Both the browning reaction and caramelization occur normally in living systems. They do not require the heat of an oven or saucepan; body temperature is perfectly conducive to them if chemical catalysts are present. Our bodies are full of sugars, proteins, and plenty of catalysts. Some bodies have more sugar circulating around them than others. Diabetics, especially, have intermittently high levels of blood sugar (glucose) when there is not enough insulin (or receptors for it) to facilitate sugar transport into cells. Doctors have long observed accelerated development of a number of age-related diseases in people with diabetes, including cataracts and atherosclerosis. They also recognize that much of this pathology is the result of chemical reactions between glucose and proteins, a process called glycation that is nothing other than a Maillard reaction.

Think for a moment about caramel candy and that top layer of baked lasagna. Products of Maillard reactions tend to be brown and sticky. Glycation and related chemical reactions produce, for lack of a better word, gunk, and gunk gums up the works. Might aging be the result of the slow browning and caramelization of our tissues?
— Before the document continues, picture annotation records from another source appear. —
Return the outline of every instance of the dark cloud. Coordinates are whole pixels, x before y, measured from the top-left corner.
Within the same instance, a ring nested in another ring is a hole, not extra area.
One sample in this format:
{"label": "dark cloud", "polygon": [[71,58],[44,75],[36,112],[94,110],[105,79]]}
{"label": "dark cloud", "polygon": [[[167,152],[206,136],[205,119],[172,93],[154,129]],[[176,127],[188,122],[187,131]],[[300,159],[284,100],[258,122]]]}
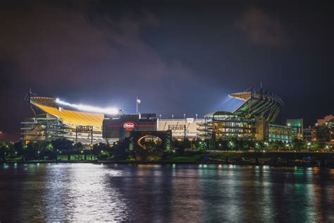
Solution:
{"label": "dark cloud", "polygon": [[176,118],[231,107],[228,93],[262,82],[285,102],[283,123],[333,113],[329,9],[211,3],[0,1],[0,131],[19,138],[30,88],[128,113],[139,96],[140,112]]}
{"label": "dark cloud", "polygon": [[236,23],[254,44],[282,47],[287,43],[283,25],[259,8],[245,11]]}

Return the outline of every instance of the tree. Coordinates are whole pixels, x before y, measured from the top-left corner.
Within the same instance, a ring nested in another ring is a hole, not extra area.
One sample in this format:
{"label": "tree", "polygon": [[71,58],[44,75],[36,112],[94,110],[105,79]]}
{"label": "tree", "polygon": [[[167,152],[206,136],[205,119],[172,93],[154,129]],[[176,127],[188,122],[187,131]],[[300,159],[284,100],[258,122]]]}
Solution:
{"label": "tree", "polygon": [[319,142],[328,142],[330,138],[330,129],[326,126],[318,126],[314,127],[316,130],[316,140]]}

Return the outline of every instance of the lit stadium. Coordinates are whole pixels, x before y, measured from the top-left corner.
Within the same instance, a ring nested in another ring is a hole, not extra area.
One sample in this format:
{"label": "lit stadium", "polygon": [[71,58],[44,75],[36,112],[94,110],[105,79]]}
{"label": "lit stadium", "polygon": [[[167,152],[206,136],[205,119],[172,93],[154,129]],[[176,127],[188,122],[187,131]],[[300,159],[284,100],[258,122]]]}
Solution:
{"label": "lit stadium", "polygon": [[275,94],[265,91],[262,88],[256,92],[252,88],[249,91],[230,94],[230,97],[244,101],[233,113],[248,119],[264,117],[267,122],[273,122],[278,115],[283,101]]}
{"label": "lit stadium", "polygon": [[279,97],[262,89],[257,93],[252,88],[229,96],[243,101],[233,112],[216,111],[204,119],[162,119],[156,114],[125,114],[116,108],[70,104],[30,92],[26,101],[35,116],[22,122],[22,139],[63,138],[88,145],[123,140],[132,132],[170,131],[176,139],[291,140],[290,127],[272,124],[284,105]]}
{"label": "lit stadium", "polygon": [[37,97],[31,92],[26,97],[26,101],[35,116],[22,122],[22,138],[25,141],[65,138],[85,145],[104,142],[104,114],[118,112],[116,109],[73,104],[58,99]]}

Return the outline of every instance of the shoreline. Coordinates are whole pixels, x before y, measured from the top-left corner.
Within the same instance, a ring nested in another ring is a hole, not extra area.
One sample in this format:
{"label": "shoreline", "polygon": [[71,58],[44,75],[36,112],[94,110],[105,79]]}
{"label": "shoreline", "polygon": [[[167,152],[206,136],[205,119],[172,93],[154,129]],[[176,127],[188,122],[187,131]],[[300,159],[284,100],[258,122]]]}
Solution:
{"label": "shoreline", "polygon": [[321,167],[334,169],[333,164],[319,165],[314,164],[270,164],[264,162],[205,162],[199,161],[129,161],[129,160],[92,160],[92,161],[56,161],[56,160],[30,160],[30,161],[8,161],[0,162],[1,164],[210,164],[210,165],[240,165],[240,166],[269,166],[272,167]]}

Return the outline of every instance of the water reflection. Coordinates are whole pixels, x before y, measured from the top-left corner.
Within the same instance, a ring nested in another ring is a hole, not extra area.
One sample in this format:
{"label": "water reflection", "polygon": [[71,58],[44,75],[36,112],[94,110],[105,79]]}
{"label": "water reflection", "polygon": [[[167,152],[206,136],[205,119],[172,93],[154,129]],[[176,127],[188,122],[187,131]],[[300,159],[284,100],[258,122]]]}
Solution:
{"label": "water reflection", "polygon": [[233,165],[4,164],[0,222],[333,222],[334,174]]}

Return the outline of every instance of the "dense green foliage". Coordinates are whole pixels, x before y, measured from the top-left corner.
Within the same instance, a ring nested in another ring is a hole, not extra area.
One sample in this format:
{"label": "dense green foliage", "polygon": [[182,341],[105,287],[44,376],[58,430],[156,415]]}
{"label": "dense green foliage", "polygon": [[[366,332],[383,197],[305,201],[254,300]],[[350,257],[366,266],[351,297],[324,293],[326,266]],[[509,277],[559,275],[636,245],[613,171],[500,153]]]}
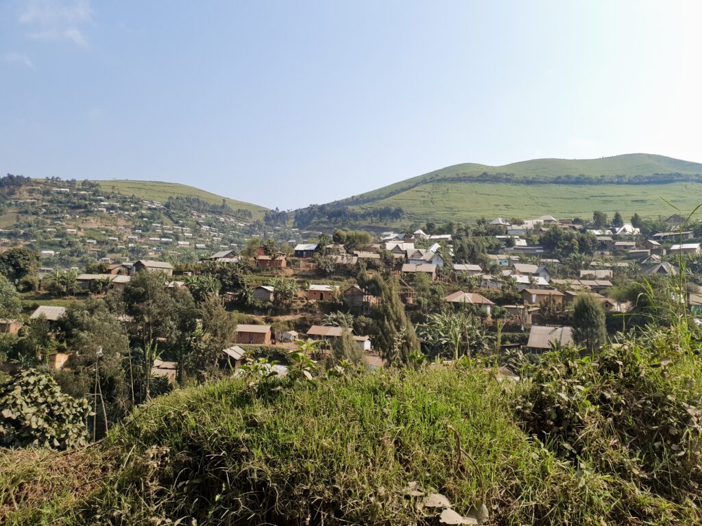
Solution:
{"label": "dense green foliage", "polygon": [[88,400],[63,393],[51,375],[27,369],[0,384],[0,444],[66,449],[88,441]]}

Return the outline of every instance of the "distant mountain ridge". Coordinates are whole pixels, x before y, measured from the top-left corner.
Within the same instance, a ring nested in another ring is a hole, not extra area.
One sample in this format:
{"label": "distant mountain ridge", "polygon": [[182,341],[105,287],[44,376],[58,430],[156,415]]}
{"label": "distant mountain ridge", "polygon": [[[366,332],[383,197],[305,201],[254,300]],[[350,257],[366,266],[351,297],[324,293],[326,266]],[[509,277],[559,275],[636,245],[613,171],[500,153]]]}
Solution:
{"label": "distant mountain ridge", "polygon": [[670,215],[702,202],[702,163],[629,154],[457,164],[296,213],[296,226],[374,228],[479,217]]}
{"label": "distant mountain ridge", "polygon": [[651,154],[627,154],[596,159],[540,159],[501,166],[464,163],[333,201],[329,205],[366,204],[422,184],[437,182],[650,184],[686,181],[702,182],[702,163]]}
{"label": "distant mountain ridge", "polygon": [[223,201],[232,210],[246,210],[251,213],[254,220],[263,219],[267,208],[251,203],[224,197],[195,187],[177,182],[161,181],[140,181],[135,180],[95,180],[103,191],[112,191],[126,196],[136,196],[140,199],[165,203],[169,197],[196,197],[213,205],[220,205]]}

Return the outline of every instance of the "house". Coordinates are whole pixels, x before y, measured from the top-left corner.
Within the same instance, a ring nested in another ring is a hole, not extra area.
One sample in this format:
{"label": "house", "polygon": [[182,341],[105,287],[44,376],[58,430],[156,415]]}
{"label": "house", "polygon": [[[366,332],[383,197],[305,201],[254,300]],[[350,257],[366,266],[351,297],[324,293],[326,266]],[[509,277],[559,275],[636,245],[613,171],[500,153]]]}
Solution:
{"label": "house", "polygon": [[176,375],[178,372],[178,367],[176,362],[164,362],[161,360],[154,360],[154,365],[151,367],[152,376],[158,376],[166,378],[171,382],[176,382]]}
{"label": "house", "polygon": [[252,297],[259,302],[272,302],[275,289],[270,285],[260,285],[253,289]]}
{"label": "house", "polygon": [[[380,254],[376,254],[375,255],[378,256],[378,259],[380,259]],[[355,265],[358,262],[358,256],[352,254],[337,254],[336,255],[329,257],[338,265]]]}
{"label": "house", "polygon": [[633,250],[636,248],[636,243],[634,241],[615,241],[614,252],[624,252],[625,250]]}
{"label": "house", "polygon": [[281,342],[295,343],[299,339],[296,330],[286,330],[280,335]]}
{"label": "house", "polygon": [[661,274],[663,276],[677,276],[677,268],[667,261],[658,263],[644,271],[644,274]]}
{"label": "house", "polygon": [[552,342],[562,345],[574,345],[573,329],[571,327],[545,327],[532,325],[529,333],[526,346],[535,351],[545,351],[551,348]]}
{"label": "house", "polygon": [[350,307],[374,305],[378,302],[377,296],[369,294],[357,285],[352,285],[344,290],[344,299]]}
{"label": "house", "polygon": [[488,254],[487,259],[500,267],[508,267],[510,264],[510,258],[503,254]]}
{"label": "house", "polygon": [[270,325],[237,325],[237,343],[268,345],[270,344]]}
{"label": "house", "polygon": [[359,259],[380,259],[380,255],[376,252],[368,252],[367,250],[355,250],[354,254]]}
{"label": "house", "polygon": [[488,315],[490,314],[490,309],[495,304],[484,296],[475,292],[464,292],[463,290],[449,294],[444,298],[444,301],[453,304],[478,305]]}
{"label": "house", "polygon": [[272,256],[261,254],[256,256],[257,267],[268,267],[275,269],[283,269],[287,265],[285,255],[279,252]]}
{"label": "house", "polygon": [[404,256],[405,254],[409,250],[414,250],[414,243],[388,241],[385,244],[385,249],[386,250],[390,250],[394,255]]}
{"label": "house", "polygon": [[571,289],[603,292],[612,286],[611,281],[607,279],[552,279],[551,285],[562,285]]}
{"label": "house", "polygon": [[66,315],[66,307],[53,306],[51,305],[39,305],[37,310],[32,313],[30,320],[36,320],[44,316],[48,321],[58,321]]}
{"label": "house", "polygon": [[641,257],[647,257],[651,255],[651,250],[648,248],[637,248],[635,250],[628,250],[626,257],[633,259],[638,259]]}
{"label": "house", "polygon": [[0,319],[0,332],[6,335],[16,335],[22,328],[22,322],[19,320]]}
{"label": "house", "polygon": [[107,272],[110,274],[128,274],[131,267],[131,263],[115,263],[107,267]]}
{"label": "house", "polygon": [[404,265],[402,265],[402,272],[409,272],[410,274],[423,272],[430,274],[432,276],[432,279],[433,280],[436,278],[437,266],[432,264],[432,263],[424,263],[422,264],[412,264],[411,263],[405,263]]}
{"label": "house", "polygon": [[407,250],[406,259],[408,263],[413,265],[431,263],[439,268],[444,267],[444,258],[442,257],[441,254],[432,252],[432,250],[425,250],[421,248]]}
{"label": "house", "polygon": [[139,259],[132,265],[131,274],[141,272],[142,271],[149,271],[150,272],[163,272],[166,276],[173,275],[173,267],[170,263],[165,261],[152,261],[150,259]]}
{"label": "house", "polygon": [[642,265],[655,265],[656,263],[661,262],[661,256],[658,254],[651,254],[648,257],[645,257],[640,262]]}
{"label": "house", "polygon": [[222,349],[222,356],[218,360],[220,369],[239,369],[241,365],[241,358],[244,358],[246,351],[238,345],[232,345],[231,347]]}
{"label": "house", "polygon": [[521,276],[536,274],[538,270],[538,265],[532,265],[528,263],[515,263],[512,267],[515,269],[515,273]]}
{"label": "house", "polygon": [[503,306],[510,315],[506,321],[522,327],[531,325],[532,315],[540,310],[538,307],[529,306],[529,305],[504,305]]}
{"label": "house", "polygon": [[208,261],[216,261],[220,263],[238,263],[241,259],[234,250],[220,250],[206,258]]}
{"label": "house", "polygon": [[563,292],[555,289],[525,288],[519,291],[519,295],[526,303],[536,305],[550,299],[556,303],[563,303]]}
{"label": "house", "polygon": [[647,248],[652,252],[663,250],[663,245],[655,239],[647,239],[644,241],[644,248]]}
{"label": "house", "polygon": [[52,353],[48,355],[48,367],[54,371],[60,371],[66,366],[68,358],[71,357],[67,353]]}
{"label": "house", "polygon": [[406,234],[395,234],[395,232],[385,232],[381,236],[381,241],[402,241],[407,237]]}
{"label": "house", "polygon": [[682,245],[673,245],[670,247],[670,253],[683,255],[695,255],[702,252],[698,243],[685,243]]}
{"label": "house", "polygon": [[[79,276],[76,280],[78,281],[78,284],[81,285],[83,288],[88,289],[90,288],[91,285],[98,281],[107,281],[108,283],[112,283],[112,280],[119,276],[118,274],[81,274]],[[123,278],[128,278],[128,276],[121,276]]]}
{"label": "house", "polygon": [[333,299],[339,290],[338,285],[314,285],[307,289],[307,299],[310,302],[324,302]]}
{"label": "house", "polygon": [[453,236],[450,234],[439,234],[436,236],[430,236],[429,241],[444,241],[446,243],[451,243],[453,241]]}
{"label": "house", "polygon": [[545,278],[541,276],[519,276],[518,274],[510,275],[510,277],[515,281],[515,285],[517,290],[525,288],[550,288],[550,286]]}
{"label": "house", "polygon": [[611,269],[585,269],[580,271],[580,277],[607,279],[612,277],[612,271]]}
{"label": "house", "polygon": [[624,223],[613,232],[615,236],[638,236],[640,233],[641,231],[631,223]]}
{"label": "house", "polygon": [[490,222],[490,224],[498,224],[503,227],[509,227],[510,222],[505,220],[503,217],[498,217],[497,219],[494,219]]}
{"label": "house", "polygon": [[482,269],[480,265],[470,265],[463,263],[453,264],[453,270],[456,272],[461,272],[468,276],[479,276],[482,274]]}
{"label": "house", "polygon": [[316,243],[300,243],[295,245],[295,257],[313,257],[321,250],[322,247]]}
{"label": "house", "polygon": [[651,238],[656,241],[668,241],[675,239],[691,239],[694,232],[691,230],[677,231],[675,232],[658,232]]}
{"label": "house", "polygon": [[[307,332],[307,336],[310,339],[324,339],[331,342],[336,338],[340,338],[344,332],[352,332],[347,327],[328,327],[326,325],[312,325]],[[370,351],[371,349],[371,339],[368,336],[355,336],[352,334],[354,341],[363,351]]]}

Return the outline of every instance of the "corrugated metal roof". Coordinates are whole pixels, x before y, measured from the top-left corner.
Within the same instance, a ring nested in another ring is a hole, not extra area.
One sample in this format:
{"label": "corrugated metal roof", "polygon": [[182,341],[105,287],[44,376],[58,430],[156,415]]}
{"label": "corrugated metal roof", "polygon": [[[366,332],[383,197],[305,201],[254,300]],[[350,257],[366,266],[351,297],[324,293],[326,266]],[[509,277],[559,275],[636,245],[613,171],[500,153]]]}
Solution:
{"label": "corrugated metal roof", "polygon": [[471,303],[475,305],[495,304],[484,296],[475,292],[464,292],[463,290],[449,294],[444,298],[444,301],[451,303]]}
{"label": "corrugated metal roof", "polygon": [[66,307],[52,306],[50,305],[39,305],[37,310],[32,313],[29,319],[34,320],[42,314],[49,321],[57,321],[66,314]]}
{"label": "corrugated metal roof", "polygon": [[234,360],[241,360],[244,355],[246,353],[246,351],[239,347],[238,345],[234,345],[228,349],[223,349],[222,352],[225,353]]}
{"label": "corrugated metal roof", "polygon": [[239,323],[237,325],[237,332],[260,332],[264,334],[270,330],[270,325],[251,325]]}
{"label": "corrugated metal roof", "polygon": [[564,345],[573,345],[573,329],[570,327],[543,327],[532,325],[529,333],[527,347],[549,349],[551,342],[560,342]]}
{"label": "corrugated metal roof", "polygon": [[[310,330],[307,332],[307,336],[323,336],[338,338],[341,336],[341,331],[345,329],[341,327],[328,327],[326,325],[312,325]],[[345,330],[350,332],[351,329],[346,328]]]}

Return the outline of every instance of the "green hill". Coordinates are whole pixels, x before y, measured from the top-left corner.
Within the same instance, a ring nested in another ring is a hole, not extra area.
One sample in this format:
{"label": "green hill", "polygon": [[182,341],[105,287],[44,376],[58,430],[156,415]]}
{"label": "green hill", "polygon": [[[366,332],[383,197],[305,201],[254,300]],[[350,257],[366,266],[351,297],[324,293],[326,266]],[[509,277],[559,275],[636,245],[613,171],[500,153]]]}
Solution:
{"label": "green hill", "polygon": [[534,159],[488,166],[449,166],[329,203],[361,211],[401,207],[417,221],[543,214],[589,216],[593,210],[654,217],[702,199],[702,164],[631,154],[599,159]]}
{"label": "green hill", "polygon": [[263,219],[267,208],[251,203],[245,203],[216,194],[201,190],[194,187],[177,182],[160,181],[135,181],[130,180],[110,180],[95,181],[104,191],[115,191],[126,196],[134,195],[140,199],[165,203],[169,197],[197,197],[214,205],[222,204],[222,200],[234,210],[245,210],[251,213],[253,219]]}

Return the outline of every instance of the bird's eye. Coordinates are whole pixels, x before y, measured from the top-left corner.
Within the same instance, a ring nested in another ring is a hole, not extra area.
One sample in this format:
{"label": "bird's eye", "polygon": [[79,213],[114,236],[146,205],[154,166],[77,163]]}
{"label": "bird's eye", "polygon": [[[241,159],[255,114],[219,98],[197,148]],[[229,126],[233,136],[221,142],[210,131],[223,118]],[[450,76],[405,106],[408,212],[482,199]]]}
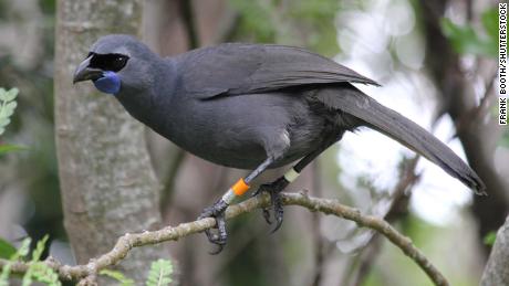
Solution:
{"label": "bird's eye", "polygon": [[91,67],[118,72],[127,64],[128,56],[123,54],[93,54]]}

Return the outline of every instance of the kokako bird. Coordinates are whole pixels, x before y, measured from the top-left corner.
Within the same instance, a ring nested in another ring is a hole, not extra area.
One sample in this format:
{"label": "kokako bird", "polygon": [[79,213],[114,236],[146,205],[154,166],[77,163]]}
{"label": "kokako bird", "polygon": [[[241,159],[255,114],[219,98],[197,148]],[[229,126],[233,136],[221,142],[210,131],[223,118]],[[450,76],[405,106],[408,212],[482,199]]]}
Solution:
{"label": "kokako bird", "polygon": [[[304,49],[226,43],[160,57],[134,36],[112,34],[98,39],[77,66],[74,83],[87,80],[184,150],[252,170],[200,215],[216,219],[218,232],[206,233],[218,252],[227,240],[225,210],[254,178],[297,161],[258,190],[270,193],[277,230],[283,220],[281,190],[345,131],[360,127],[399,141],[485,193],[480,178],[447,146],[352,85],[376,82]],[[269,221],[268,210],[263,214]]]}

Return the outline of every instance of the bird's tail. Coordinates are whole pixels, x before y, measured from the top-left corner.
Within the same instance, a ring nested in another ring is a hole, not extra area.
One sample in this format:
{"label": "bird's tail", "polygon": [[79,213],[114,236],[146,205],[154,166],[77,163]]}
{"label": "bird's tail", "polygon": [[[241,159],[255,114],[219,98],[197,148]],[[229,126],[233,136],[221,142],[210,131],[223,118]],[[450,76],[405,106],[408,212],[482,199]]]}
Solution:
{"label": "bird's tail", "polygon": [[336,88],[328,89],[318,97],[325,105],[361,119],[363,125],[426,157],[477,194],[486,194],[486,187],[477,173],[446,145],[414,121],[381,105],[355,87],[344,87],[341,95],[337,95]]}

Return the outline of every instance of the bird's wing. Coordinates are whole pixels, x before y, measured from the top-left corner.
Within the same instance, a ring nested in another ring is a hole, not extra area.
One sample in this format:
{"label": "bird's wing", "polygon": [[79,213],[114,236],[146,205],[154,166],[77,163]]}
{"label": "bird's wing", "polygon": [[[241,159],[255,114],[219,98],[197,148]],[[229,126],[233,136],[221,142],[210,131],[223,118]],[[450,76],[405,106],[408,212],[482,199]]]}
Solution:
{"label": "bird's wing", "polygon": [[330,59],[284,45],[221,44],[191,51],[177,61],[181,87],[202,99],[316,84],[378,85]]}

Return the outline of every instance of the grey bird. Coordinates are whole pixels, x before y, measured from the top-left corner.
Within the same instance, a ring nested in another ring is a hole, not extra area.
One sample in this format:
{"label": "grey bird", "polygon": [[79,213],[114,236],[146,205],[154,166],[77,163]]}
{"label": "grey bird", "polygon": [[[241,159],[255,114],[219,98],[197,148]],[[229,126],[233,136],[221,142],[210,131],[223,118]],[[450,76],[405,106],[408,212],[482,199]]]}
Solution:
{"label": "grey bird", "polygon": [[[304,49],[227,43],[160,57],[134,36],[98,39],[74,73],[113,94],[136,119],[184,150],[217,165],[253,170],[200,218],[216,219],[210,242],[226,244],[224,213],[261,172],[297,161],[257,191],[272,201],[282,223],[280,192],[345,131],[377,130],[485,193],[480,178],[447,146],[352,83],[376,82]],[[270,223],[269,210],[263,216]]]}

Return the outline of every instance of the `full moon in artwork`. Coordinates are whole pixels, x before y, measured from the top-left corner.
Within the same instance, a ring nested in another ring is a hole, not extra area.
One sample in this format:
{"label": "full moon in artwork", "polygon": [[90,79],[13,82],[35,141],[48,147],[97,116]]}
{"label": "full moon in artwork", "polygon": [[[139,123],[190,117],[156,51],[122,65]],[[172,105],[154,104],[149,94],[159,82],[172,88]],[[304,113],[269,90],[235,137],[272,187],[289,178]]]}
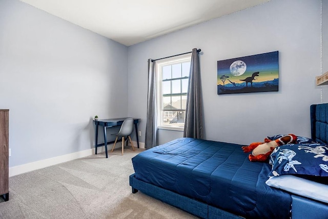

Dr. Anthony Cerami, a medical researcher and inventor and member of the National Academy of Sciences, advanced just such a glycation theory of aging in 1985. It postulates that reactions between proteins and sugars in the body eventually form a class of compounds called advanced glycation end products, or AGEs for short. AGEs can damage other proteins as well as DNA and RNA. They do so by fostering abnormal bonds between adjacent protein strands, a change called cross-linking. Cross-linked proteins are deformedless elastic, less flexible, and less able to perform their normal functions. It is cross-linking that makes the proteins in the lens of the eye turn opaque to form a cataract. Cross-linked proteins account for the wrinkling and sagging of old skin. Cross-linked proteins in blood vessels are the basis of arteriosclerosis, hardening of the arteries. Cross-linked proteins in the brain may contribute to the development of neurogenerative diseases like ALS, Parkinsons, and Alzheimers.